In the last three years there has been an increasing adoption of the variant graph as a suitable computer-internal data model for textual variation in tools and applications such as NMerge (Schmidt & Colomb 2009), CollateX (Dekker & Middell 2011), and Stemmaweb (Andrews & Macé 2013). The variant graph model can be visualized easily and succinctly; these visualizations become for the text researcher the first interface through which to approach the particular similarities and differences in a given text. In this short paper we consider from the theoretical perspective some hermeneutic risks inherent in the static visualization most commonly used at present, when the interface stands between the scholar and the data model (whether produced by a collation tool such as CollateX or NMerge, or generated from a published critical apparatus or text collation). The result of our application of the theory is the tool we present, meant to address these risks in part. Implemented in JavaScript [1] , the tool allows the user to interact with and modify the model of a particular text from within the browser window. By doing so the scholar can move beyond the 'black box' nature of visualizations produced by analysis tools and test alternate hypotheses for understanding a text.

Most visualizations of data analysis results are by their nature static, and the variant graph has so far been no exception.
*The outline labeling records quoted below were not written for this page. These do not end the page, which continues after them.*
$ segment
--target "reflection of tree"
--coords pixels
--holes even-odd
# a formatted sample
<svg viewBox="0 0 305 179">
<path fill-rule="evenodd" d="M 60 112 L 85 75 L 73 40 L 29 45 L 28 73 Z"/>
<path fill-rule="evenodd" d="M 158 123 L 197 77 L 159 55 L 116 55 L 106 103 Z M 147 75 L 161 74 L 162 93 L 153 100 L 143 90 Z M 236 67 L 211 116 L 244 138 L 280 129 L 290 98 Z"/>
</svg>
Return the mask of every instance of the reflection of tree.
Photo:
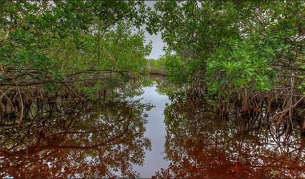
<svg viewBox="0 0 305 179">
<path fill-rule="evenodd" d="M 117 95 L 100 105 L 99 119 L 96 104 L 85 101 L 36 101 L 25 107 L 20 129 L 16 115 L 2 113 L 0 176 L 136 176 L 132 166 L 150 147 L 143 134 L 151 106 Z"/>
<path fill-rule="evenodd" d="M 305 176 L 304 138 L 295 130 L 284 143 L 285 134 L 277 137 L 279 130 L 266 128 L 259 116 L 218 119 L 204 102 L 181 96 L 170 96 L 171 103 L 164 111 L 165 153 L 171 163 L 154 177 Z"/>
</svg>

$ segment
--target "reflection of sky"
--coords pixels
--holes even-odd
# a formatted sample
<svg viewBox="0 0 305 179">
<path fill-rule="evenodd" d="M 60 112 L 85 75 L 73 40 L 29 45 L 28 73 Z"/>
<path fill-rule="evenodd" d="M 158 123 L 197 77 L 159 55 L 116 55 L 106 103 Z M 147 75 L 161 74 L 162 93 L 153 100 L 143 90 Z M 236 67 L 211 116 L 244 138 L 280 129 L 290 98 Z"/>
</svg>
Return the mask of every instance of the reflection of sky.
<svg viewBox="0 0 305 179">
<path fill-rule="evenodd" d="M 136 166 L 134 171 L 141 174 L 142 178 L 150 178 L 156 171 L 161 168 L 167 168 L 169 162 L 163 159 L 165 142 L 165 125 L 163 123 L 163 111 L 165 103 L 169 102 L 166 96 L 160 95 L 157 93 L 155 86 L 144 87 L 144 93 L 140 97 L 143 98 L 141 102 L 150 103 L 156 107 L 147 111 L 148 114 L 148 123 L 146 125 L 145 136 L 148 137 L 151 142 L 151 151 L 146 151 L 145 162 L 143 166 Z"/>
</svg>

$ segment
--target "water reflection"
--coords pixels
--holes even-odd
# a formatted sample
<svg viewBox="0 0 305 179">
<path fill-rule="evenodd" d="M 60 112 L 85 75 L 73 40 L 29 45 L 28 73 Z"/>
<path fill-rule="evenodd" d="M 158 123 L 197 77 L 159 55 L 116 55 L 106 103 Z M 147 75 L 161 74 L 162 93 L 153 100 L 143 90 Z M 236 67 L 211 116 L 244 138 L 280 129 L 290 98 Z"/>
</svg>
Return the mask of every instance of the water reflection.
<svg viewBox="0 0 305 179">
<path fill-rule="evenodd" d="M 0 176 L 147 177 L 159 170 L 154 177 L 305 177 L 302 121 L 286 133 L 257 114 L 232 112 L 222 119 L 208 102 L 188 98 L 183 88 L 162 79 L 157 89 L 141 83 L 106 93 L 98 105 L 66 96 L 25 100 L 20 128 L 13 110 L 18 103 L 10 106 L 2 99 Z M 151 113 L 148 101 L 157 106 Z"/>
<path fill-rule="evenodd" d="M 16 113 L 2 112 L 0 176 L 139 176 L 133 166 L 151 147 L 144 111 L 152 106 L 131 100 L 142 93 L 136 87 L 121 91 L 99 105 L 59 97 L 32 101 L 20 128 Z"/>
<path fill-rule="evenodd" d="M 221 120 L 206 102 L 184 96 L 172 93 L 165 109 L 165 152 L 171 163 L 154 177 L 305 177 L 304 137 L 297 129 L 281 134 L 258 115 Z"/>
</svg>

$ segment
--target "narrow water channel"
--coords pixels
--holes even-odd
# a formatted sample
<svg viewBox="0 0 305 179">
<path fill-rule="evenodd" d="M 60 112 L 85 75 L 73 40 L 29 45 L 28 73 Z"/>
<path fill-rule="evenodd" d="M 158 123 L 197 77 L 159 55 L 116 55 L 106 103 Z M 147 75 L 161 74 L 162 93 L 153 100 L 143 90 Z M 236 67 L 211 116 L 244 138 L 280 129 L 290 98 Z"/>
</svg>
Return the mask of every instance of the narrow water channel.
<svg viewBox="0 0 305 179">
<path fill-rule="evenodd" d="M 34 100 L 19 128 L 15 111 L 1 113 L 0 177 L 305 177 L 301 123 L 286 133 L 259 114 L 222 117 L 204 98 L 141 83 L 100 103 Z"/>
<path fill-rule="evenodd" d="M 165 168 L 168 166 L 169 162 L 164 159 L 166 131 L 163 112 L 165 104 L 170 101 L 167 96 L 158 94 L 155 86 L 144 87 L 143 90 L 144 94 L 140 96 L 142 98 L 141 102 L 150 103 L 155 106 L 147 112 L 148 123 L 146 125 L 145 134 L 150 139 L 152 147 L 151 151 L 146 152 L 144 165 L 137 166 L 134 169 L 140 173 L 141 177 L 150 178 L 161 168 Z"/>
</svg>

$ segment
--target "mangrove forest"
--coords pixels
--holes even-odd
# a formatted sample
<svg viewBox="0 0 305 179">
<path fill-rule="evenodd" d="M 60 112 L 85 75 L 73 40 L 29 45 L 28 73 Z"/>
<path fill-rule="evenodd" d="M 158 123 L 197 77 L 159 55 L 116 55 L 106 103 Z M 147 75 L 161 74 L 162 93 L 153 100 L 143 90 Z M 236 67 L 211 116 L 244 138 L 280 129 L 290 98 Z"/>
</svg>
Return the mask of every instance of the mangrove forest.
<svg viewBox="0 0 305 179">
<path fill-rule="evenodd" d="M 1 1 L 0 177 L 305 178 L 305 1 Z"/>
</svg>

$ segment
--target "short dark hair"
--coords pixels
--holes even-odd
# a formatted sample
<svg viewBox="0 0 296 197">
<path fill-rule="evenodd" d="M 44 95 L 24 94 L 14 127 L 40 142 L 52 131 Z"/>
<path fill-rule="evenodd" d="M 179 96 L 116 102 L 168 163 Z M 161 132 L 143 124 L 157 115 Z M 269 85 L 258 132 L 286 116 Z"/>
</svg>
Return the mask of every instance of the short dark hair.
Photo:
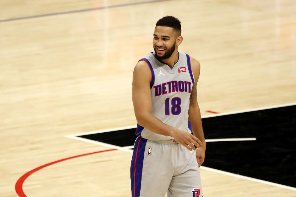
<svg viewBox="0 0 296 197">
<path fill-rule="evenodd" d="M 158 20 L 157 26 L 163 26 L 171 27 L 181 35 L 181 22 L 179 19 L 172 16 L 166 16 Z"/>
</svg>

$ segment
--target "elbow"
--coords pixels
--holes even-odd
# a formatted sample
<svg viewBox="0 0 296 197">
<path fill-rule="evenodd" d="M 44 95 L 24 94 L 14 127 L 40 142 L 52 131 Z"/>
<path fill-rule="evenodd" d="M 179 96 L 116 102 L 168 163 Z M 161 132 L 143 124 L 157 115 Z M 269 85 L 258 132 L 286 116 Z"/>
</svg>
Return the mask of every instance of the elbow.
<svg viewBox="0 0 296 197">
<path fill-rule="evenodd" d="M 147 114 L 142 114 L 136 115 L 136 119 L 139 125 L 145 127 L 147 122 Z"/>
</svg>

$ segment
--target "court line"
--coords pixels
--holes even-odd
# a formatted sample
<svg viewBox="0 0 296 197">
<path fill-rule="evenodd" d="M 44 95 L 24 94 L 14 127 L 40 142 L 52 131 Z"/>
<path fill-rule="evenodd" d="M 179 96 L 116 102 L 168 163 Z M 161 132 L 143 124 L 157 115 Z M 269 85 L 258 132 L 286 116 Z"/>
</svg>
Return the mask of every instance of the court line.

A typical example of a variant graph visualization is given in Figure 1, which shows part of a collation result of a line of text obtained from CollateX. (Example adapted from the prologue of the Canterbury Tales (Solopova, 2000; Robinson 2000).):

Figure 1:
Partial collation of a line of text of the Canterbury Tales' prologue.

Each of the manuscript witnesses A, B, and C takes a single path through the possible readings, indicating the version of the text that appears in the witness itself. The variant graph is a compelling and concise means by which we can display the phenomenon of text variation. However, from the given example it is clear that there remains room for further interpretation: should spelling variants such as 'teh' and 'the' always be represented as having equal impact on the text with transpositions such as the one between 'drought' and 'march'? Does the alignment of witness C's 'teh rood' make sense as it stands?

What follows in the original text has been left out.